Uncertainty before the EU Referendum could lead to fewer house sales and reduce the number of new homes being built warns Knight Frank - and a clear ‘Remain’ would allow the market “to recover any lost ground relatively quickly.”
“Despite the resilience of the market to date, experience from the 2014 Scottish Referendum shows that we ought to expect a slowdown in housing market activity as we get closer to the poll date” warns Knight Frank’s Global Head of Research, Liam Bailey.
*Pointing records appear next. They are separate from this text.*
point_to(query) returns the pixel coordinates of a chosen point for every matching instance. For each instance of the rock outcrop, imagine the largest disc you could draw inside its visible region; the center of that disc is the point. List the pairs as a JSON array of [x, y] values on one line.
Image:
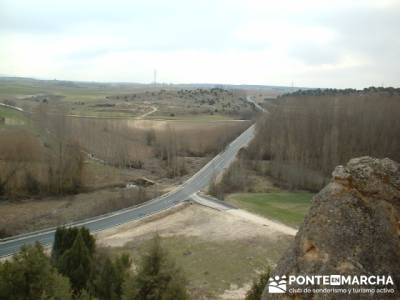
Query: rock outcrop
[[352, 228]]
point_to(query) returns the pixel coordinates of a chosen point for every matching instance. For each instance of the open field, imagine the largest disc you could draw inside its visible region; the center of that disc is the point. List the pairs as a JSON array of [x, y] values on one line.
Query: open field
[[11, 117], [286, 207], [220, 252]]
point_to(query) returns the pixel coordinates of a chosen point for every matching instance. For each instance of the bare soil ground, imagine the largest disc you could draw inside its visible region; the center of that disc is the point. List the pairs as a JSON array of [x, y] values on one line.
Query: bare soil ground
[[220, 252]]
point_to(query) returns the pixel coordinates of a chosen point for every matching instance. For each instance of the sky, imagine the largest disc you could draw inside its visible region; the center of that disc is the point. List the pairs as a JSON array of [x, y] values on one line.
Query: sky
[[310, 43]]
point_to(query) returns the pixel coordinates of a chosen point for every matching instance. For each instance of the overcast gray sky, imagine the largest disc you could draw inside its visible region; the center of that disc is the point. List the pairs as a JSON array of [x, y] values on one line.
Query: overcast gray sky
[[310, 43]]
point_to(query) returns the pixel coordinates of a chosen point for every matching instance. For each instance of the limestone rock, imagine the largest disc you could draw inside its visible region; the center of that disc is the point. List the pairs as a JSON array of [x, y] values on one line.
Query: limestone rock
[[352, 228]]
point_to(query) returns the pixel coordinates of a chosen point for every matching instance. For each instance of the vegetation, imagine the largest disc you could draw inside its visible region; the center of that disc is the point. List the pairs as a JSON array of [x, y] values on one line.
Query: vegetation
[[258, 286], [77, 270], [305, 137], [286, 207], [29, 275], [158, 278]]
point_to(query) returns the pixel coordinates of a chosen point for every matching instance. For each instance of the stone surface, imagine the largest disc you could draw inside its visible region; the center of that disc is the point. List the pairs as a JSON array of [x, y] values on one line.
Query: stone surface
[[352, 228]]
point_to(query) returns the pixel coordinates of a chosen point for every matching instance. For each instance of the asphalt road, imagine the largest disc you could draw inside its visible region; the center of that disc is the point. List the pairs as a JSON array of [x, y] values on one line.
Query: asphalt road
[[198, 181]]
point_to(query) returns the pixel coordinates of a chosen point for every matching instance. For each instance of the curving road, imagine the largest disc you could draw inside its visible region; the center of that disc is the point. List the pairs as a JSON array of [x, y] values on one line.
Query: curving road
[[198, 181]]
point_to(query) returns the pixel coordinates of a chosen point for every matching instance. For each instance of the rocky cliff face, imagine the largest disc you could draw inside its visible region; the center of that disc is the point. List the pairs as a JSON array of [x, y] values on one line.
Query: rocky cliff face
[[352, 228]]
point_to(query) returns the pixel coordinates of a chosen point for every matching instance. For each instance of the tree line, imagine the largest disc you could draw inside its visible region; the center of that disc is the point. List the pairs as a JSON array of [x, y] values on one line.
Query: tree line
[[305, 137], [76, 269]]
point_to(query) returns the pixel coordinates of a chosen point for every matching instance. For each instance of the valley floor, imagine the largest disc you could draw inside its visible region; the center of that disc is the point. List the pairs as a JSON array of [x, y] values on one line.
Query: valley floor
[[221, 252]]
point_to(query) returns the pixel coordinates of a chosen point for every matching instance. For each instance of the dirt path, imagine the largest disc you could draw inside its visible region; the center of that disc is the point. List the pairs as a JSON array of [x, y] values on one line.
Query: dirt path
[[193, 220]]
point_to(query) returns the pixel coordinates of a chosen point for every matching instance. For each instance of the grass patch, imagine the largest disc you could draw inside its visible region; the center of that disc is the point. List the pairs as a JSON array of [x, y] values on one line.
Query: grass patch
[[211, 267], [286, 207], [191, 117]]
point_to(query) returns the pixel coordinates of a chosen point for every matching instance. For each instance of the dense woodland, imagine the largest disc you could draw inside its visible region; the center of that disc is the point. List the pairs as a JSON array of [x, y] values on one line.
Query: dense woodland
[[307, 134]]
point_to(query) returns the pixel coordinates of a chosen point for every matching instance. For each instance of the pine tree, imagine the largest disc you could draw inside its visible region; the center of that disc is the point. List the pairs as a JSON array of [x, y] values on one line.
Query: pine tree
[[157, 279], [29, 275], [64, 238]]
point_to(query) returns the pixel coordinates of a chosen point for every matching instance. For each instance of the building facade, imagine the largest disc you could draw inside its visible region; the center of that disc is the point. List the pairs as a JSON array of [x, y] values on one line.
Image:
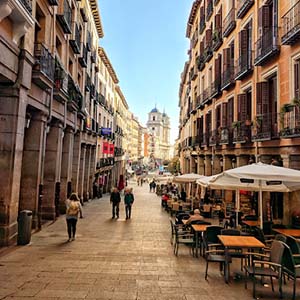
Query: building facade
[[158, 126], [239, 88], [58, 100]]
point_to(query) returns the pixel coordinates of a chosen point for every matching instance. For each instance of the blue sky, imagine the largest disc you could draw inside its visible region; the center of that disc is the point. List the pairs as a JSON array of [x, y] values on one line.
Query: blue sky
[[145, 42]]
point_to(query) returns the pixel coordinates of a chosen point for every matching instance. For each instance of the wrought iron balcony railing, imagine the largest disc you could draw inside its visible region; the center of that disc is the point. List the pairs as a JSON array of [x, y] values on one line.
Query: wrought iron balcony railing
[[244, 65], [229, 23], [44, 62], [65, 17], [241, 133], [291, 25], [83, 58], [75, 41], [242, 7], [27, 4], [227, 77], [265, 127], [266, 46], [290, 121], [217, 39]]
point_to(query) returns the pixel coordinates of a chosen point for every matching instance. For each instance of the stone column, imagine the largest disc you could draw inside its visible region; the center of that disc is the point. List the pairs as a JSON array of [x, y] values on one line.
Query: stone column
[[31, 176], [200, 165], [76, 162], [12, 122], [81, 172], [208, 166], [86, 195], [66, 167], [92, 170], [52, 171]]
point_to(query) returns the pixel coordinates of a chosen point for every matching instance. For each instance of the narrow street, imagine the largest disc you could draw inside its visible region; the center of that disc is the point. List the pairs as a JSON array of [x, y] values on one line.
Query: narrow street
[[112, 259]]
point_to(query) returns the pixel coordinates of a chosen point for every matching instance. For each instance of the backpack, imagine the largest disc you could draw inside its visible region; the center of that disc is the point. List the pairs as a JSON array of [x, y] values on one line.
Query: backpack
[[73, 209]]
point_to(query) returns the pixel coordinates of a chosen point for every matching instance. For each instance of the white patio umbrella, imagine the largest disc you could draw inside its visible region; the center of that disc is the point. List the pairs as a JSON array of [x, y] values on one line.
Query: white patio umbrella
[[255, 177]]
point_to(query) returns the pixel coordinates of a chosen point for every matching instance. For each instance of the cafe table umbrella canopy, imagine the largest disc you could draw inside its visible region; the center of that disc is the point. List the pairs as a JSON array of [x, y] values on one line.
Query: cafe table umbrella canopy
[[255, 177]]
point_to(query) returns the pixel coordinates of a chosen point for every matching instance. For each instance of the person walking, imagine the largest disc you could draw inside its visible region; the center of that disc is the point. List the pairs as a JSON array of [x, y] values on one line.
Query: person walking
[[128, 200], [115, 199], [73, 208]]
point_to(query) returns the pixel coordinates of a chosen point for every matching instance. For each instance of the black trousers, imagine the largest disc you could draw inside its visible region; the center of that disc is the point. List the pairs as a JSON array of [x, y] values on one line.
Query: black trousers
[[115, 210], [128, 211], [71, 223]]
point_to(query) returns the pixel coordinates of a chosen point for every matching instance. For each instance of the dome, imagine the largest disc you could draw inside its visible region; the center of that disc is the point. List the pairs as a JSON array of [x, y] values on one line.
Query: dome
[[154, 109]]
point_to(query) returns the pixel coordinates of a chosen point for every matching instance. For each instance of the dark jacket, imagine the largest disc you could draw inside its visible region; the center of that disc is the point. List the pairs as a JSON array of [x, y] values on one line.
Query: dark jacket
[[115, 198], [128, 199]]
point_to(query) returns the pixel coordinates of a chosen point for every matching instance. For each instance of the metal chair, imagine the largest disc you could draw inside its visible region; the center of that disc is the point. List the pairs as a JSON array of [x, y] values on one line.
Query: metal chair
[[267, 266]]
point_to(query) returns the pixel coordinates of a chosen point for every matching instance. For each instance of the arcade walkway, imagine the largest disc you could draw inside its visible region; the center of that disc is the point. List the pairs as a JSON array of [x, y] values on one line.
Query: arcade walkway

Whilst the recent slump in the value of the Pound may help make Prime Central London property more attractive to wealthy overseas buyers, Bailey says: “There is no doubt a clear ‘Remain’ vote would remove immediate economic uncertainty and market activity might be expected to recover lost ground relatively rapidly - this was certainly the experience in Scotland referendum.”
He says a ‘Leave’ vote would necessarily require a period of negotiation to establish the UK’s new relationship with the EU. “During this period it would be fair to assume the uncertainty would continue to influence investment decisions for businesses and individuals, particularly if the question of Scottish independence is raised again.”
Bailey accepts that the current market conditions - with demand outstripping supply - would probably not change in the short run whatever the result and that the effects of Brexit or Remain on the mainstream market may be relatively limited.
However, in a market comment issued by the agency, Bailey says: “An analysis of whether leaving the EU will result in a slow decline in the UK economy or herald a new expansionary future is well beyond the ambitions of this paper.”